Ice Cream Place

I hear people complain all the time about the Valley and living here and how awful it is, and it always drives me nuts, and I have to stop myself from immediately reiterating Rose’s Condensed Bullet Point List of Why Complaining About Your Hometown Makes You Sound Like a Jerk.  (I’ve been working on this thing for years.)  But I just realized the number one reason why it bothers me so much, and that reason wasn’t even on the list.  Until now.

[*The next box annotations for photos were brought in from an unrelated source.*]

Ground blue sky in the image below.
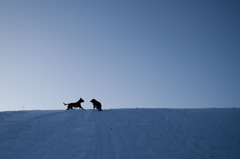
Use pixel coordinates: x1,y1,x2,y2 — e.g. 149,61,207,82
0,0,240,110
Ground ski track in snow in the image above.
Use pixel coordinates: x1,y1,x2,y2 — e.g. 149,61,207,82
0,109,240,159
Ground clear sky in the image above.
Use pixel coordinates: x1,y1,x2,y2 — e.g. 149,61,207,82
0,0,240,110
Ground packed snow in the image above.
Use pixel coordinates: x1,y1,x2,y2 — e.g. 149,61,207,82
0,108,240,159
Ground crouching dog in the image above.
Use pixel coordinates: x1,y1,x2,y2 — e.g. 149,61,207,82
63,98,84,110
90,99,102,111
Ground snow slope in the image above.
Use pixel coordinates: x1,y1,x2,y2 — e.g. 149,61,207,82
0,109,240,159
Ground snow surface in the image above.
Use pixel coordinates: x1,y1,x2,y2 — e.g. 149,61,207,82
0,108,240,159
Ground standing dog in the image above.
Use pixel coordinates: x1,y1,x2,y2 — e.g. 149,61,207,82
63,98,84,110
90,99,102,111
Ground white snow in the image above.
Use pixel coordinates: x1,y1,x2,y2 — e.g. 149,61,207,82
0,108,240,159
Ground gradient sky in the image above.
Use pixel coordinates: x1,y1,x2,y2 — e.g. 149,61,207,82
0,0,240,110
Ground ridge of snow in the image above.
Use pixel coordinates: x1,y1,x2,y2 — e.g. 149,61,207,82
0,108,240,159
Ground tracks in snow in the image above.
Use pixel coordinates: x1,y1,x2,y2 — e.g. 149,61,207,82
84,111,115,159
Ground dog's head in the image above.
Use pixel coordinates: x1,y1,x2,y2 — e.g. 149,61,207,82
79,98,84,103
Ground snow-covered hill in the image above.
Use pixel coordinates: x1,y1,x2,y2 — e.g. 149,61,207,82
0,109,240,159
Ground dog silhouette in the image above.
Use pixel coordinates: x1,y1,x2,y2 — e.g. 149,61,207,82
63,98,84,110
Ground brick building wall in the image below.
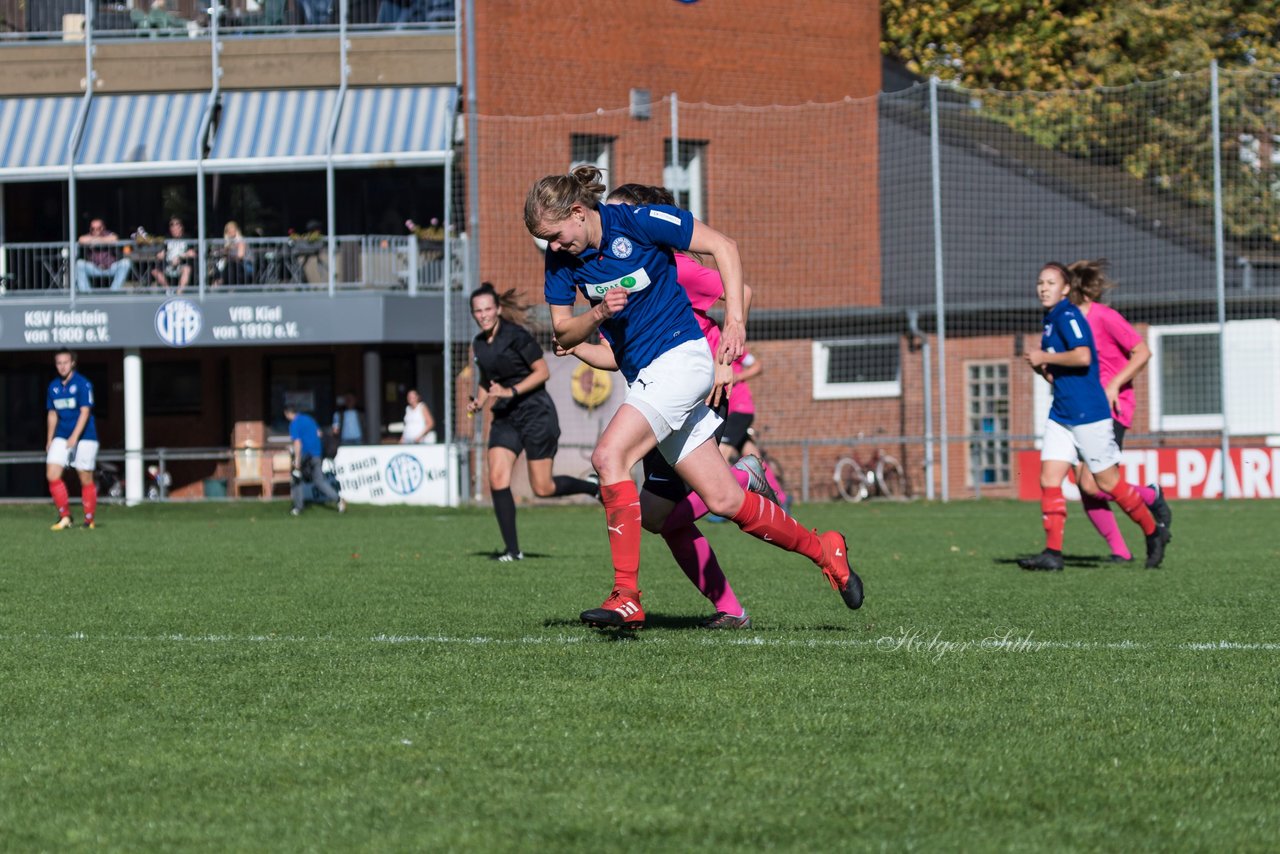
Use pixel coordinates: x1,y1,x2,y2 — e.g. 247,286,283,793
476,0,881,309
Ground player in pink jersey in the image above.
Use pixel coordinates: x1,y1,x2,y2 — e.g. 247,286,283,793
1068,259,1172,563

Look around you, guys, and wake up!  Wake up to the fact that when you live here in NEPA, you are never more than about a 5-7 minute drive away from the nearest purveyor of ice cream.  This is fantastic.  I don’t think everyone understands what a gift they’ve been given.  I mean seriously, people.  Stop where you are right now and think of the closest ice cream place.  Is it within ten minutes?  I would guarantee it.  Can you walk there?  Most likely.  You could absolutely ride a bike.  And I’m not just talking about a Turkey Hill or a Weis (although Turkey Hill ice cream is phenomenal, especially the fudge ripple).  I’m talking a genuine small-town ice cream place, the kind with sprinkles always rolling around the countertop, and garishly colored lights for nighttime, and you can never go there without automatically itching your ankle with your other foot while you stand in line because chances are you’ve got some whopping mosquito bites or at least painful memories of other bites.  This kind of ice cream place doesn’t take cards, cash only, and it’s super annoying but you also wouldn’t want it to change because then it would just be a DQ or something like that and not a childhood institution.  Bonus points if your favorite ice cream place is within 30 yards of a large and pleasingly cool body of water.  You know how I know that I’ve finally grown up?  Because I’ve gone back to childhood.  The cycle is complete.  I used to think that a soft chocolate cone with sprinkles was the most enjoyable thing in the world.  Then I turned 21 and realized it was actually a nice glass of white wine.  But now?  I’m back to soft chocolate.  And I’m totally fine with that.

Summer Sunday

Out of all the hundred and one ways in which the past four months have been awful, the worst are the summer Sundays.  I wonder if I would have had the strength or courage to break up with Danny if I had known these days were coming.  That the simple act of driving in my car with the windows down and my hand out in the pure flowing poetry of summer air would hurt this badly, like when you gulp water and it’s so cold it makes your teeth ache and you can feel it all the way down into your gut.  These should be the halcyon days: golden and blue skies, the fragrance of pine rising like incense as I drive through the woods, dusk lingering long past eight, but instead I only feel bruised, and nothing will settle inside my chest.  I can’t pray in my car now because when I pray, I can only ask why.  I hate that all my favorite music reminds me of him and just makes me cry.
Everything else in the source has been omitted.